ANKARA: The Turkish man who shot Pope John Paul II in 1981 was released from prison on Monday, completing his sentence for crimes committed in Turkey.
Mehmet Ali Agca, who spent more than 29 years behind bars, waved to journalists as he left the prison in a blue sedan car in a convoy of several vehicles. He was heading to a military facility and then to a hospital to be assessed for compulsory military service. A 2006 military hospital report said he is not fit for military service because of a "severe anti-social personality disorder."

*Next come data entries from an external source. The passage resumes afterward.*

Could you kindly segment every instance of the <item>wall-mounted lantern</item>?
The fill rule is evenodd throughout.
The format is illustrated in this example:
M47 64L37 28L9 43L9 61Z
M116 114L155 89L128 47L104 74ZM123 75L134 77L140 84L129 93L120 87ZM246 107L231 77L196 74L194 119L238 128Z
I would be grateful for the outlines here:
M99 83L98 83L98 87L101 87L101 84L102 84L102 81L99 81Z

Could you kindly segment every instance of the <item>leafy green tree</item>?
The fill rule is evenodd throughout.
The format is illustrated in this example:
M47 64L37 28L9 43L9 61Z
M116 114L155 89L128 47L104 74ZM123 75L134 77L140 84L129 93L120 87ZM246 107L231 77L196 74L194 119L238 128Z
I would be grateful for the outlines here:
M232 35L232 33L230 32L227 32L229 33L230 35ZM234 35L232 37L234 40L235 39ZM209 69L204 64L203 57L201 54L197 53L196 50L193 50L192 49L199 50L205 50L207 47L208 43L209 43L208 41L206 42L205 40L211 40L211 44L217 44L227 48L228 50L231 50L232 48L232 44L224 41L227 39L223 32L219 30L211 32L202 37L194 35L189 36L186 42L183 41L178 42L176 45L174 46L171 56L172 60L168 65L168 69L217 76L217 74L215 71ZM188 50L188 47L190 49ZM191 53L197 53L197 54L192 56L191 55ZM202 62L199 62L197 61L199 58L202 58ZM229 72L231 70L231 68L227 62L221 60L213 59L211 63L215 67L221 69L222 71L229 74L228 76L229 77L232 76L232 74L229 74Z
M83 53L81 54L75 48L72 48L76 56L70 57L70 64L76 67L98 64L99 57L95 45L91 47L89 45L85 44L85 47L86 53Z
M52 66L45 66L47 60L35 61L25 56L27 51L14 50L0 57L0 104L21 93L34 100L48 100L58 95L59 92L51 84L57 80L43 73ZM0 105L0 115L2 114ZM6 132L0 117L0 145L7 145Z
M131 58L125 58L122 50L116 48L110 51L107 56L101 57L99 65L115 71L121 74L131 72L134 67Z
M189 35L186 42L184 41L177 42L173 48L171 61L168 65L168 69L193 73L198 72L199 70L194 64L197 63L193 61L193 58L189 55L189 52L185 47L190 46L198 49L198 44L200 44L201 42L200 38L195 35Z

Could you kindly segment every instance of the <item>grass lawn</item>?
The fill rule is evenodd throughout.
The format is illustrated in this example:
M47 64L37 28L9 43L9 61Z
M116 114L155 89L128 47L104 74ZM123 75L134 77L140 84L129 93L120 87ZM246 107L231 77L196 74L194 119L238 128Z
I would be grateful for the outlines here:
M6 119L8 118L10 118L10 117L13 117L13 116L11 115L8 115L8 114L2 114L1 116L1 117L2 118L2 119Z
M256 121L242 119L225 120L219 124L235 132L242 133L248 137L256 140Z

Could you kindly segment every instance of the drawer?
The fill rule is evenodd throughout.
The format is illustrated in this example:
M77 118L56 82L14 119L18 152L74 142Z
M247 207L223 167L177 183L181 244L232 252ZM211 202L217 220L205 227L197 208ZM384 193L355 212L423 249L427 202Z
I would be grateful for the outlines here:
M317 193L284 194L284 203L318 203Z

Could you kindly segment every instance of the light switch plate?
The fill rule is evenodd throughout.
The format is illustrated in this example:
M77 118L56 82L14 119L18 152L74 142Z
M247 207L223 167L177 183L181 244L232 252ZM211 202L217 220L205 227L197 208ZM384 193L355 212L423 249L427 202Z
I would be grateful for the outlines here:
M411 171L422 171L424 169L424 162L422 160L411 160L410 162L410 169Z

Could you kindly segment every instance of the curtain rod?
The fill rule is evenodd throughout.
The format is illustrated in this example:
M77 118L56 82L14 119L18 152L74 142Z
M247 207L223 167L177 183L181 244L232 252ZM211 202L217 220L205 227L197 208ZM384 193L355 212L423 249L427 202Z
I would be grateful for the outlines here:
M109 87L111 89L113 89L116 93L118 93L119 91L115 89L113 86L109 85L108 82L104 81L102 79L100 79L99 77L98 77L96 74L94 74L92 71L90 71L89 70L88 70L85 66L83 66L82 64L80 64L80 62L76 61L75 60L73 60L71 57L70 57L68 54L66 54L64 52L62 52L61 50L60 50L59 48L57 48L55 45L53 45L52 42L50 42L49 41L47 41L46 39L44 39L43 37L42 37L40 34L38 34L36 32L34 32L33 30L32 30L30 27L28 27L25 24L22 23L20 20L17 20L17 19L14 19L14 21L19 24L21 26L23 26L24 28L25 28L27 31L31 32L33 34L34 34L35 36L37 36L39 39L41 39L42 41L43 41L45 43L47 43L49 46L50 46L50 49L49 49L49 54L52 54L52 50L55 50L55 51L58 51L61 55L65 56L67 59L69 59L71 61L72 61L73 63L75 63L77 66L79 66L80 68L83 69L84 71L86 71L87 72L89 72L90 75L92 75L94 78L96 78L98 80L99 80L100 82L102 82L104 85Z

John Paul II met with Agca in Italy's Rebibbia prison in 1983 and forgave him for the shooting. The motive for the attack remains unclear.
THIS IS A BREAKING NEWS UPDATE. Check back soon for further information. AP's earlier story is below.
ANKARA, Turkey (AP) — The Turkish man who shot Pope John Paul II in 1981 was released from prison on Monday after completing his sentence for crimes committed in Turkey, television stations reported.
Mehmet Ali Agca, who spent more than 29 years in prison, will be taken to a military facility and then to a hospital to renew a 2006 military hospital report which said he is not fit for obligatory military service because of "severe anti-social personality disorder," said Gokay Gultekin, his lawyer.
There have been long-standing questions about Agca's mental health based on his frequent outbursts and claims that he was the Messiah.
In a statement on Monday, distributed by his lawyer outside the prison in Sincan on the outskirts of Ankara, the Turkish capital, he raved again: "I proclaim the end of the world. All the world will be destroyed in this century. Every human being will die in this century. ... I am the Christ eternal."